Today, our class is not torn between the fake alternatives of participation and boycott. Our class is faced with the question whether, by taking part in the parliamentary election process, we can defend our class interest against the capitalist assault or not.

To answer this question we should refer to our own historical memories as a worldwide class. Workers’ experience in other countries, the experience of the 50-year rule of the Shah’s monarchy and 20 years of the Islamic Republic indicate clearly that there is no possibility of improving the basic living standard of workers through the election circus. Experience shows that all the bourgeoisie factions, no matter how sweet their promises when they are in opposition, once in power have attacked the working class more viciously than their predecessors. With Khatami’s victory, not only has there not been an improvement in workers’ lives, on the contrary real wages have been reduced. National health provision has been reduced even further and masses of workers have been made redundant. The defenders and the ideologists of the reformists defend these policies by referring either to problems they have inherited from the previous Rafsanjani government, or to the obstacles that the conservatives put in their way, as Rafsanjani did exactly when he used the destruction of war as an excuse to attack workers’ standard of living. This is the usual con trick of the ruling factions.

From this basis, we can say one thing with certainty, that with Khatami’s victory or the victory of any other faction, unfinished assaults on workers will continue even more vigorously. The reformist alternative, which manifests itself in Khatami’s economic programme, like all other capitalist regimes, aims for the revival of the Iranian “sick” economy which can only be improved by increasing the profitability of capital and further undermining workers’ terms and conditions. For these reasons, the working class and its vanguards should be aware that participating in elections will only increase the isolation and atomisation within our class and will weaken our class unity. We have only one choice:

Common struggle against wage reductions, mass redundancies and against the whole capitalist state. Only through this can we defend our class interest.

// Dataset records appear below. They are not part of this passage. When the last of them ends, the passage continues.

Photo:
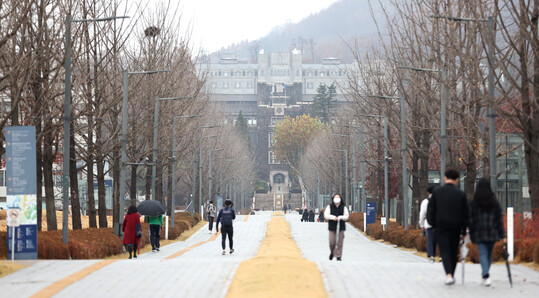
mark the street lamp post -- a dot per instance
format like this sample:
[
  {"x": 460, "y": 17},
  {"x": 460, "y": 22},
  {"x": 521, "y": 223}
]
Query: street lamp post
[
  {"x": 67, "y": 118},
  {"x": 443, "y": 112},
  {"x": 155, "y": 136},
  {"x": 386, "y": 160},
  {"x": 491, "y": 39},
  {"x": 123, "y": 138},
  {"x": 172, "y": 187},
  {"x": 194, "y": 183},
  {"x": 210, "y": 179},
  {"x": 403, "y": 152},
  {"x": 345, "y": 168}
]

Participation in elections can only lead us into illusions concerning bourgeois parliamentarism. This, however, proves that, so long as the International workers party has not been formed, so long as the proletariat has not spread its struggle with a revolutionary programme on an international level and scale, and so long as the class struggle is not heading towards destroying capitalism and taking power, this illusion will remain.

Sam Michaelian

(1) In Iran Khatami’s Front is known as the 2nd Khordad (third month of the year) Front. The date that he was elected as President.

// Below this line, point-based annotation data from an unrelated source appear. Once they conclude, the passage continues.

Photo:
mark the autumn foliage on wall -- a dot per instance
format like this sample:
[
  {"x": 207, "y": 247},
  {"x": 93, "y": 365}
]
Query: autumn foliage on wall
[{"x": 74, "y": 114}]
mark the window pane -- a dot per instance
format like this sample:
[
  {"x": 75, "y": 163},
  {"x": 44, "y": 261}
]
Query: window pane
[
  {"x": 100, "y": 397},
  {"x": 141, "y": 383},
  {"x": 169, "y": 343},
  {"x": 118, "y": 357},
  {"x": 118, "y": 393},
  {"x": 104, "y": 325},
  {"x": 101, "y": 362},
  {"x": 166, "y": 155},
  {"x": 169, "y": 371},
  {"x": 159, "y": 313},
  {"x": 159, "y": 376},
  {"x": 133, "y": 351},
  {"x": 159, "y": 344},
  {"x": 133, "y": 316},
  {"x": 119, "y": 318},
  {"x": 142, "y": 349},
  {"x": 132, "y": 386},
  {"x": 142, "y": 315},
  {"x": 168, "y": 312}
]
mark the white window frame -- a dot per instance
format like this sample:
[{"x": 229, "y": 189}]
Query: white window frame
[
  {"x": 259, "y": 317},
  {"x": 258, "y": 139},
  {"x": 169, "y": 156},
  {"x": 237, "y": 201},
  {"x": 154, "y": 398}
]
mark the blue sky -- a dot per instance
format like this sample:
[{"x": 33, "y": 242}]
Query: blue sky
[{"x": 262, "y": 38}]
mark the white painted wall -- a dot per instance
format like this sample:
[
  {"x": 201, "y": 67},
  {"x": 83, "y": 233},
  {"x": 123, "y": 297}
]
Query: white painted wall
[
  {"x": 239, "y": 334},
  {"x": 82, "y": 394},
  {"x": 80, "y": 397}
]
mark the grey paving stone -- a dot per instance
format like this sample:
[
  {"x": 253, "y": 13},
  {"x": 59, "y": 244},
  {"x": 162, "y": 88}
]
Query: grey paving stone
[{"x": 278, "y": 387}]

(2) See “Student movement, Split in the Pro-Khatami Front”, Revolutionary Perspectives No15.

(3) Workers Communist Party Of Iran.

(4) Organisation of Revolutionary Workers of Iran (Rahe Kargar).

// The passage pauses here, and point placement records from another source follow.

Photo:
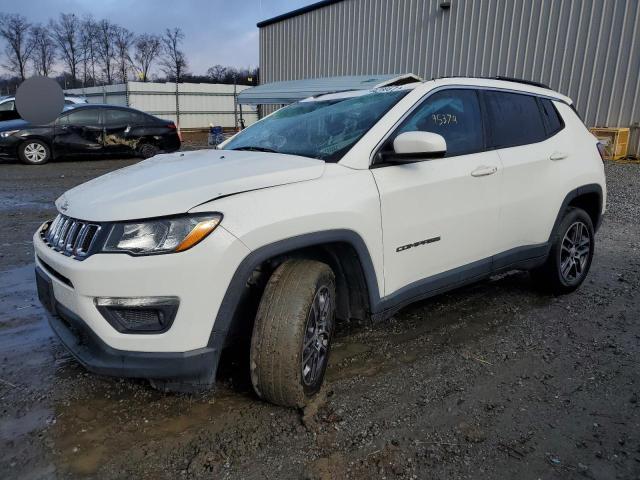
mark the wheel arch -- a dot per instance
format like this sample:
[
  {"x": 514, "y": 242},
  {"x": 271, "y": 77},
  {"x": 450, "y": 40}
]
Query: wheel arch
[
  {"x": 589, "y": 198},
  {"x": 344, "y": 251},
  {"x": 46, "y": 140}
]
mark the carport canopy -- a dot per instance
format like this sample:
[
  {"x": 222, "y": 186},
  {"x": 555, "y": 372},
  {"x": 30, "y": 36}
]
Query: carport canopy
[{"x": 283, "y": 93}]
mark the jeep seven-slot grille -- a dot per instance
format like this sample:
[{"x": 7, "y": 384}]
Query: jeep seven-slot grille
[{"x": 69, "y": 236}]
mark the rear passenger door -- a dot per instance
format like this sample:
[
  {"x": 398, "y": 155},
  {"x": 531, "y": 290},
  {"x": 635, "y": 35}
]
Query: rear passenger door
[
  {"x": 523, "y": 129},
  {"x": 440, "y": 214},
  {"x": 78, "y": 132},
  {"x": 119, "y": 128}
]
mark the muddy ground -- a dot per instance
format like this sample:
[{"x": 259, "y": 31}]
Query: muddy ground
[{"x": 492, "y": 381}]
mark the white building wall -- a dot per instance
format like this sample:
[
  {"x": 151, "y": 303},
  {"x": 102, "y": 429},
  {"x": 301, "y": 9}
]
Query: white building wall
[
  {"x": 201, "y": 104},
  {"x": 586, "y": 49}
]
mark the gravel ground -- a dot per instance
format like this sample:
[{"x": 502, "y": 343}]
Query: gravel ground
[{"x": 495, "y": 380}]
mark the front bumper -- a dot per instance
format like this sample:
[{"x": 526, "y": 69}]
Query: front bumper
[
  {"x": 198, "y": 367},
  {"x": 188, "y": 350}
]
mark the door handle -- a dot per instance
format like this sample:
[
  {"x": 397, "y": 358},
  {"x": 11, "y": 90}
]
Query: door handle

(5) In fact the same set of theses which declared that:

At the present time parliament cannot be used by the Communists as the arena in which to struggle for reforms and improvements in working class living standards... also argued that communists should engage in parliamentary activity which consists mainly of disseminating revolutionary ideas, unmasking class enemies from the parliamentary platform, and furthering the ideological cohesion of the masses...

thesis 12

In other words, “revolutionary parliamentarism” was part of the vision of the 3rd International right from the beginning. Nobody at the 2nd Congress argued that communists could make the revolution through parliament. (Though some delegates may well have stayed silent on the issue.) The question at the time was whether or not abstaining from parliamentary activity could be used as a defining principle to distinguish communists from non-communists. In fact Bordiga accepted that this was not the case during the 2nd Congress and went back to Italy to push for the formation of a communist party which included revolutionaries beyond his abstentionist fraction. [Note of the IBRP]

(6) Platform of the International Bureau for the Revolutionary Party.